# Charge, velocity-dependent potentials and Lagrangian

Given an electric charge $q$ of mass $m$ moving at a velocity ${\bf v}$ in a region containing both electric field ${\bf E}(t,x,y,z)$ and magnetic field ${\bf B}(t,x,y,z)$ (${\bf B}$ and ${\bf E}$ are derivable from a scalar potential $\phi(t, x, y, z)$and a vector potential ${\bf A}(t,x,y,z)$),

knowing that

1. ${\bf E}=- \nabla \phi - \frac{\partial {\bf A}} {\partial t}$
2. ${\bf B}= \nabla \times {\bf A}$
3. $U=q \phi - q {\bf A} \cdot{\bf v}$ ($U$ is the velocity-dependent potential)

the Lagrangian is $$L=1/2 m v^2- q\phi + q{\bf A} \cdot{\bf v}.$$

Considering just the x-component of Lagrange's equation, how can I obtain $$m \ddot{x}=q(v_x \frac{\partial A_x}{\partial x} + v_y \frac {\partial A_y}{ \partial x} + v_z \frac{\partial A_z} {\partial x})-q(\frac{\partial \phi }{\partial x} + \frac{d A_x}{dt}) ?$$

-

Use the Euler-Lagrange equations (motivated in a previous post of mine). These are

$$\partial_x L - \frac{\mathrm{d}}{\mathrm{d}t} \left( \partial_{v_x} L \right) = 0$$

We therefore need $$\partial_x L = -q \partial_x \Phi + q \left( \partial_x A_x v_x + \partial_x A_y v_y + \partial_x A_z v_z \right)$$ $$\partial_{v_x} L = m v_x + q A_x$$ $$\frac{\mathrm{d}}{\mathrm{d}t} \left( \partial_{v_x} L \right) = m \dot v_x + q \dot A_x$$

Putting this all together into the first equation and adding $\dot v_x m$ gives the equation for which you are looking.

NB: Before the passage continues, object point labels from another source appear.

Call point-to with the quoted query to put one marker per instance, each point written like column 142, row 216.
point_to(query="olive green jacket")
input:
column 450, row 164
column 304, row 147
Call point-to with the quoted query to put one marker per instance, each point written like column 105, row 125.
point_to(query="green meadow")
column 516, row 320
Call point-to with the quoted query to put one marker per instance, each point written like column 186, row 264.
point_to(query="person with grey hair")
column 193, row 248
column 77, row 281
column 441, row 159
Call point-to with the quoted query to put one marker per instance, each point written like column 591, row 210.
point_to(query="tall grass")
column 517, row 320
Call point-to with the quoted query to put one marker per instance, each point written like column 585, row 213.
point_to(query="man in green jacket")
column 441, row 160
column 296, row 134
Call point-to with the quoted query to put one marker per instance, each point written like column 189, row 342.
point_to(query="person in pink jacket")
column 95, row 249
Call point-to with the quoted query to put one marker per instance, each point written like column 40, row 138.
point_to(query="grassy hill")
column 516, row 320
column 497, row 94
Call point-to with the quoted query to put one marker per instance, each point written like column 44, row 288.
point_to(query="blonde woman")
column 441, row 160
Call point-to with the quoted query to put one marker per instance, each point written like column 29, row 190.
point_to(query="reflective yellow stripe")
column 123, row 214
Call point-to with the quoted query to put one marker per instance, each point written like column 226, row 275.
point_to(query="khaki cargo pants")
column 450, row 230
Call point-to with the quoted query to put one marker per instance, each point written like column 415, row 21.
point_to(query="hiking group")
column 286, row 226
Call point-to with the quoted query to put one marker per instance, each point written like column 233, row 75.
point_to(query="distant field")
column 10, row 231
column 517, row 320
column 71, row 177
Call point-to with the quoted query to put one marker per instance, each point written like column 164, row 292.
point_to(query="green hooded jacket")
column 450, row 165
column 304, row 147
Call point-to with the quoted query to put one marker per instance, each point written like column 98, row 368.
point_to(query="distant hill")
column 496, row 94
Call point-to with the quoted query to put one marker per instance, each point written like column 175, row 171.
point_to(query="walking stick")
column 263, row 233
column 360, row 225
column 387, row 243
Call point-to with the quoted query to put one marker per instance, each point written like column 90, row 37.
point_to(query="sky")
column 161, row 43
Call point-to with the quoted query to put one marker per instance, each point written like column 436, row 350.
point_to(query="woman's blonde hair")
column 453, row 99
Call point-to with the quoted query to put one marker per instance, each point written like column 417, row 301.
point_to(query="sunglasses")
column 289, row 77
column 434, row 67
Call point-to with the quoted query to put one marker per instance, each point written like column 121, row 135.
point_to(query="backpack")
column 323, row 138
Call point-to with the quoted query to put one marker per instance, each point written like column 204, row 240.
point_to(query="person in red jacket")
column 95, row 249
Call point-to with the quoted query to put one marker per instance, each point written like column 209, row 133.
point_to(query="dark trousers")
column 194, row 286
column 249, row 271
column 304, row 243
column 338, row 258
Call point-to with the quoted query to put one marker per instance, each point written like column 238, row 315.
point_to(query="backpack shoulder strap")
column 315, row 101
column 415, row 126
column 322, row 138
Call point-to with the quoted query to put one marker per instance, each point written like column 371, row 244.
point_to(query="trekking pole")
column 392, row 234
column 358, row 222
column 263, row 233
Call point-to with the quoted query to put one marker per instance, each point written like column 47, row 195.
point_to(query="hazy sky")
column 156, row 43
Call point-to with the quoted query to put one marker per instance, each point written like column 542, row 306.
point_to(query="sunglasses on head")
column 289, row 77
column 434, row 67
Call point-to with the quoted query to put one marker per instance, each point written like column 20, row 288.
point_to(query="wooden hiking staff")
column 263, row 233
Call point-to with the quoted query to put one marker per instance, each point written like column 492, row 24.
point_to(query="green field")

Note especially that each component of $A$ is a function of all three coordinates: $A_i = A_i(x,y,z)$; the same goes for $\Phi = \Phi(x,y,z)$ (where usually $A_0$ is identified with $\Phi$ in relativistic electrodynamics).

-
Thank you :) How can I express $\dot{A_x}$? I have some questions.. 1) $A(t,x, y,z)$ returns a 4-dimensional vector and each component of it is function of x, y,z (Is time component function of x,y,z?) 2)$\phi(t,x,y,z)$ returns a number, a 1-dimensional vector that has only one component, function of x, y,z (and t?) .. thanks again – sunrise Oct 14 '12 at 10:03
$\dot A_x$ is simply $\frac{\textrm{d}}{\textrm{d}t} A_x(x,y,z,t)$. @1: Are you sure that your $A$ is four-dimensional rather than 3-dimensional? Your usage of $\Phi$ independently of $A$ indicates that $A$ is only three-dimensional (because oterwise $\Phi$ would be one of the components of $A$). @2: $\Phi(x,y,z,t)$ is indeed a scalar (1-dimensional). Whether or not it depends on $t$ depends on the problem at hand, in general, it does depend on $t$. However, this is not relevant for the Euler-Lagrange equations as we don’t have to partially derive $\Phi$ with regard to $t$. – Claudius Oct 14 '12 at 10:20
I know that I said some foolish things ;) but I couldn't write here before... Thanks for your answers! – sunrise Oct 16 '12 at 20:47

Use the Euler-Lagrange equation:

$$\frac{\partial L}{\partial x} = \frac{d}{dt}\frac{\partial L}{\partial v_x}$$ $$-q \frac{\partial \phi}{\partial x} + q\frac{\partial}{\partial x}\left(\mathbf{A} \cdot \mathbf{v}\right) = m \dot{v_x} + q \frac{dA_x}{dt}$$

-